Why do some people and some companies buckle under pressure? And what makes others bend and ultimately bounce back?
This great article from Diane Coutu in the Harvard Business Review may not be new (actually from 2002) but outlines and explains some important key points on an ongoing hot topic, especially while facing the ongoing crisis, not only for individuals, but organizations as well:
"Resilient people possess three characteristics:
• a staunch acceptance of reality;
• a deep belief, often buttressed by strongly held values, that life is meaningful
• an uncanny ability to improvise
You can bounce back from hardship with just one or two of these qualities, but you will only be truly resilient with all three. These three characteristics hold true for resilient organizations as well…

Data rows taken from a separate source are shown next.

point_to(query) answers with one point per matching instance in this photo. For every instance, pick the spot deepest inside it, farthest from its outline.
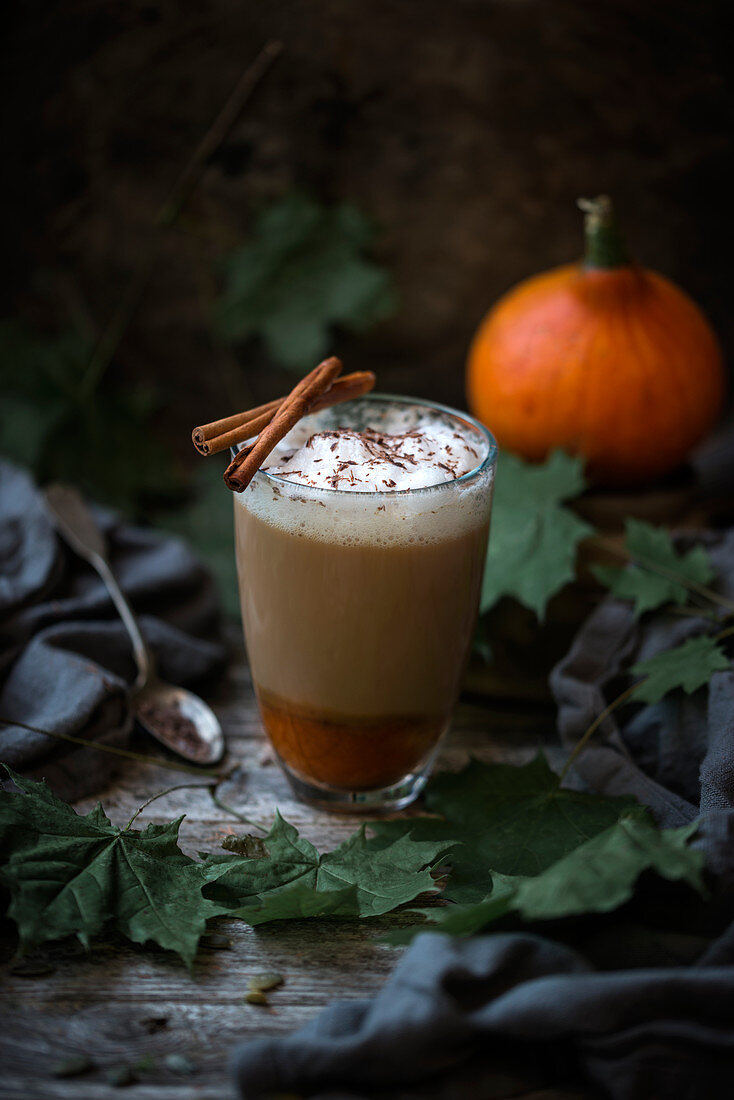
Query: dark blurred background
(459, 136)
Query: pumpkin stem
(604, 246)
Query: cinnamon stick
(296, 405)
(221, 435)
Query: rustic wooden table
(120, 1004)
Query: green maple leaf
(505, 820)
(293, 881)
(596, 877)
(73, 875)
(689, 666)
(650, 549)
(532, 551)
(303, 272)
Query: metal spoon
(160, 707)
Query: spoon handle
(75, 523)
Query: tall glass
(359, 611)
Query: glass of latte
(360, 550)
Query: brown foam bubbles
(326, 481)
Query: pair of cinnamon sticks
(271, 422)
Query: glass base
(381, 801)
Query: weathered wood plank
(120, 1003)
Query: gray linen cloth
(499, 1014)
(65, 659)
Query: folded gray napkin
(501, 1014)
(677, 756)
(65, 659)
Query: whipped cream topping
(372, 461)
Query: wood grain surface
(120, 1003)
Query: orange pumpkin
(602, 359)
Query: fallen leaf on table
(504, 818)
(689, 666)
(73, 875)
(652, 548)
(596, 877)
(534, 538)
(294, 881)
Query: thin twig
(170, 211)
(702, 590)
(581, 744)
(179, 787)
(127, 754)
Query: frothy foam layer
(378, 461)
(370, 513)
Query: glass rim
(489, 460)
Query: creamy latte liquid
(360, 553)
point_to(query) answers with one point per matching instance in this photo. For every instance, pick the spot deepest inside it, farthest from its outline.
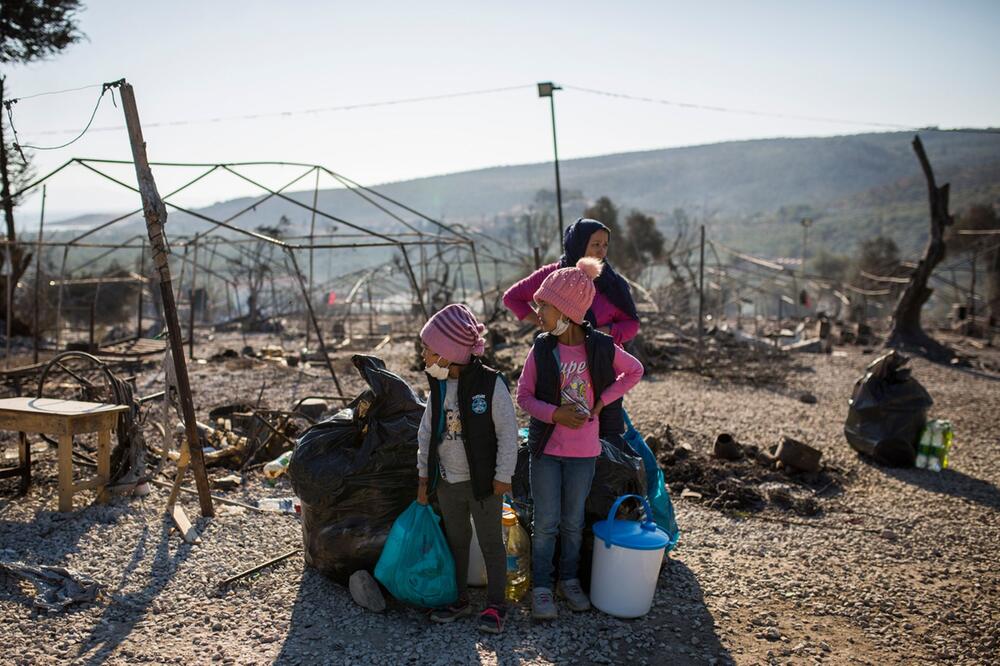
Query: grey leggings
(457, 504)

👉🏼 Resilience is a reflex, a way of facing and understanding the world, that is deeply etched into a person’s mind and soul. Resilient people and companies face reality with staunchness, make meaning of hardship instead of crying out in despair, and improvise solutions from thin air.”
There are further characteristics outlined in the full article such as preserving a certain, sometimes dark kind of humour, no matter the harshness. I personally especially love the ‘improvise solutions from thin air’.
As a teenager I was fascinated from the the extreme-mountaineer James Scott (AUS) who, in winter 1991/92 got lost in the Himalayas. During 43 days he had endured extreme cold temperatures, hunger, isolation and yes, desperation. Clinched on the daily hope that some help troops would find him, it was rationally seen practically impossible that he would survive, but he did.
The book's german title is “Solange ich atme, hoffe ich” (as long as I breathe I hope). It’s a fascinating true story of living all the above from this article, while literally improvising solutions from thin air.
I have deeply applied and internalised the title of this book when undergoing personal adversity; as long as there is air to breathe in and out, there is hope, means belief and with this the ability to work on solutions, to create and work on meaning in our life and to improvise and improve.
And since the book, respectively James Scott, had such a deep impact on me, it was my dream to go, see and hike the Annapurna area, where he got lost in the Himalayas, myself. A few years ago I could make that dream come true, under not so easy health conditions, but it was amazing to be somewhere I dreamt so many years of, to hike where James Scott hiked.
With this I would personally add to Coutu's characteristics, summarized on the top, on what makes us resilient, is also the unbeatable ability to dream big, in the meaning of visualization. Because what you visualize today you get or become one day - while you accept the presence, hold your personal values high, endure, improvise and create meaning in your life until you're there.
How does visualization work? Neurons in our brains interpret imagery as equivalent to a real-life action or situation. You kinda can go that far to say the mind doesn't make a difference between imagination and real life until you open your eyes. Your inner eye has the ability to focus on what is not here yet or right now.
And while you're on the path of visualization you don't give up, you simply don't give up - you adjust and adapt, you believe in your abilities and values, carry on and make the best out of what you have in each current situation, day by day.